Steps to Health

Healthy, active family - thanks to Steps To Health program.

The prevalence of food insecurity in North Carolina is higher than the national average. One in four children in North Carolina lives in households that lack access to adequate food.

NC State’s Steps to Health SNAP-Ed program educates and inspires limited resource North Carolinians to eat smart and move more through nutrition and food resource management education programs targeting elementary-aged children, adults, older adults, families, and Latino families. Steps to Health is delivered by county-based educators across North Carolina. They are:

  • Members of the community they support
  • Trained by university faculty to influence changes in behavior
  • Skilled in using hands-on interactive teaching methods
  • Committed to delivering research-based instruction
  • Dedicated to reaching diverse, low-income populations

What is SNAP-Ed?

Supplemental Nutrition Assistance Program Education (SNAP-Ed) is the nutrition education arm of SNAP. Funded through the US Department of Agriculture and delivered nation-wide, it brings together federal, state, and local resources to improve the likelihood that families enrolled in and eligible for SNAP will make healthy food choices within a limited budget and choose physically active lifestyles.

Defining the Problem

Only 1 in 4 children eat recommended amounts of fruits and vegetables.
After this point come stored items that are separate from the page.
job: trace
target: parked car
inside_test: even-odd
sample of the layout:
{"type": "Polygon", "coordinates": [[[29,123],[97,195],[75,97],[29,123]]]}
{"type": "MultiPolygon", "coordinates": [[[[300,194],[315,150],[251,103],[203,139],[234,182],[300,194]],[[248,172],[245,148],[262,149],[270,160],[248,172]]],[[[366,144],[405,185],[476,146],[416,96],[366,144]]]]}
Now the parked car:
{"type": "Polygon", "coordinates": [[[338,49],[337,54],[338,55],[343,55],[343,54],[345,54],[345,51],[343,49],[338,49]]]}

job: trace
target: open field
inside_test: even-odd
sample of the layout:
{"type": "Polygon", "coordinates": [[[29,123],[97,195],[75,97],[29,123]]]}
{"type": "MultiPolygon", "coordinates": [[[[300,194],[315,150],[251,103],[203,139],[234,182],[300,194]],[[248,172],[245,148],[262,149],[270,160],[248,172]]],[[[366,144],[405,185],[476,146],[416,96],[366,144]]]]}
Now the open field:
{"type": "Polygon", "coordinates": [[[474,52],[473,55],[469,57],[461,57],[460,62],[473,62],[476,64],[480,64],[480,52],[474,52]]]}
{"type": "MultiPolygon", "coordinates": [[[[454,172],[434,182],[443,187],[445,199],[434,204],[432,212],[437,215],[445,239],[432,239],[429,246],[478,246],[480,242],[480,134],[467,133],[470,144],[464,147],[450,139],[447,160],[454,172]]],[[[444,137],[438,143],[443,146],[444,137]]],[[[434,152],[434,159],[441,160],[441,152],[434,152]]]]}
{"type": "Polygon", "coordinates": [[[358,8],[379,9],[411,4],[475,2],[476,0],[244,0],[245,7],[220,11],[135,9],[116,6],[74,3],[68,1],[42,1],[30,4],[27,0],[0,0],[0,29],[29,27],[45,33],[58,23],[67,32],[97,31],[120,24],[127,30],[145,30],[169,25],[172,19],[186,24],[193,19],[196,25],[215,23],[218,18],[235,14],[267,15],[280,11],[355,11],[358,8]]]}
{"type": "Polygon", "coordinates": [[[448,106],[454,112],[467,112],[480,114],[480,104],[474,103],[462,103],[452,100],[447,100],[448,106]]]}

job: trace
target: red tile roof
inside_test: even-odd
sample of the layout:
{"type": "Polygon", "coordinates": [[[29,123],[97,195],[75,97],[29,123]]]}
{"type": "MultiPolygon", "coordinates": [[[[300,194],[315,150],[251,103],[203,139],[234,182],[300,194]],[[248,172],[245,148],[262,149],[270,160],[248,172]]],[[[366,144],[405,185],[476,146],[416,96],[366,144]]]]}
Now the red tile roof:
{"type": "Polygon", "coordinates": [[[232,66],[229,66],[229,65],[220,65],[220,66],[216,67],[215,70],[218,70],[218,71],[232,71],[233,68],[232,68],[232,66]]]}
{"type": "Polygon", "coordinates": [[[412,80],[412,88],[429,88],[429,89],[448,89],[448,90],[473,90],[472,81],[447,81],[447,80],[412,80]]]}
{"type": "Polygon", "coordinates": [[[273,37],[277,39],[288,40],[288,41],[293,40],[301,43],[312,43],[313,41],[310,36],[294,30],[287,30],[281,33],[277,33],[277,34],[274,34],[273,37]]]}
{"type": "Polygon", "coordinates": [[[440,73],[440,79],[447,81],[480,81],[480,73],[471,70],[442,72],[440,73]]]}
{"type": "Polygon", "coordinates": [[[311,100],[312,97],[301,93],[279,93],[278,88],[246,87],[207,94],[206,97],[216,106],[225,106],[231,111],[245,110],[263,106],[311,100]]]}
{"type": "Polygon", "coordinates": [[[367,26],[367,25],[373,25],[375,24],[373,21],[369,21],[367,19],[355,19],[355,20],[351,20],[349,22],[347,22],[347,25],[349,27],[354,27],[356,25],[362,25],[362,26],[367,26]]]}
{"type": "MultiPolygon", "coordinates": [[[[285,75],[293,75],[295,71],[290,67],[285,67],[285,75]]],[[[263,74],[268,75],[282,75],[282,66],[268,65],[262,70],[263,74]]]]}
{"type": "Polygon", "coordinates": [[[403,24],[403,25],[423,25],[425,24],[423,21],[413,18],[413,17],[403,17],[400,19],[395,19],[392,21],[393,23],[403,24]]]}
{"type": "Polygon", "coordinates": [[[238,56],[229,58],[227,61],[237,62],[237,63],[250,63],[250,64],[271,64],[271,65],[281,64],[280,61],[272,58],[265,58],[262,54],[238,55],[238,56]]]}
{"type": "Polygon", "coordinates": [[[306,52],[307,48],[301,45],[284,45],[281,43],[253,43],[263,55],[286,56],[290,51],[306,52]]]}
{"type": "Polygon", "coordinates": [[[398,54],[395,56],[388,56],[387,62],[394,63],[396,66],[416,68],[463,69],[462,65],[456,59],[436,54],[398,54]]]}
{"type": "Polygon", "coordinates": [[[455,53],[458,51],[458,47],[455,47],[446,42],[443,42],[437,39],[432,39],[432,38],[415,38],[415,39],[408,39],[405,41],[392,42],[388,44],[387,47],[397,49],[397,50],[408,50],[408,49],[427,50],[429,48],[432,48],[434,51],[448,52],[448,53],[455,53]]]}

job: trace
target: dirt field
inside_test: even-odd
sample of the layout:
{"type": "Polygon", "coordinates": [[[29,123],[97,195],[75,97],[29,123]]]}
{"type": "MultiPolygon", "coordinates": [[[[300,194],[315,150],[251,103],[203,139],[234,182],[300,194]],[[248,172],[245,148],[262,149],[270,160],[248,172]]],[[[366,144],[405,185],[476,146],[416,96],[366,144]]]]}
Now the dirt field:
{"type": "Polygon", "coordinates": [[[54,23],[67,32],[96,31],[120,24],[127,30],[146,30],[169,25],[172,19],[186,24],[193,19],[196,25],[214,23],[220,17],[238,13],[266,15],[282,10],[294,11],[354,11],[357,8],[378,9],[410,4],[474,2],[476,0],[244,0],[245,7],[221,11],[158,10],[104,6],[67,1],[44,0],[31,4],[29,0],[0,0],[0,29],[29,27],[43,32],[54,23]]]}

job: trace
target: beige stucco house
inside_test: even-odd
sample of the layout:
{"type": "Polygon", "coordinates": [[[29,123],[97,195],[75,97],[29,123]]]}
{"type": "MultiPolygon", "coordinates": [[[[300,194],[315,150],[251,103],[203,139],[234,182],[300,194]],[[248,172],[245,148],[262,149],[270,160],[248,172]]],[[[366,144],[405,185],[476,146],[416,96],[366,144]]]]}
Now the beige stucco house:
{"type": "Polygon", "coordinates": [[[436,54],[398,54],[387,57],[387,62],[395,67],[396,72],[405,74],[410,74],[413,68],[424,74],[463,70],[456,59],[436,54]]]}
Obesity and related chronic diseases are prevalent among North Carolinians. The state ranks 13th in the nation for obesity, and 9th and 17th highest for adult diabetes and hypertension, respectively. Poor eating practices and physical inactivity are not limited to adults. Children are following closely in their footsteps, with only 1 in 4 eating recommended amounts of fruits and vegetables and almost half spending more than two hours watching television every day. Thirty percent of kids in the state rely on Supplemental Nutrition Assistance Program (SNAP) to meet their nutritional needs.

Impacts

Since its start in 2007, Steps to Health has improved diets, nutrition-related behaviors, and physical activity levels of thousands of North Carolinians.

Direct education programs are multi-session to provide repetition and aid in the retention of information presented. Sessions are interactive and multi- sensory to better facilitate learning. Session components include: taste tests, cooking demonstrations, games, discussion, physical activity, songs, and goal setting. Participants receive take-home materials to promote behavior change outside of the classroom. Steps to Health enhances direct education by providing support for policy, systems, and environmental (PSE) change at Head Start and childcare centers, elementary schools, congregate nutrition sites, senior centers, and faith communities.

  • Steps to Health educators, in collaboration with NC Cooperative Extension, reached 50,018 participants within 93 of North Carolina’s 100 counties.
  • 93% of preschool children are more willing to try fruits and vegetables.
  • 74% of elementary school children eat more fruits and vegetables.
  • 55% of children and youth are more active.
  • 47% of adults and older adults are more active.
  • 65% of child care centers and elementary schools made at least one change in their policy, systems, or environment.
  • 70% of Summer Meals site managers said Steps to Health increased participation and retention at their site.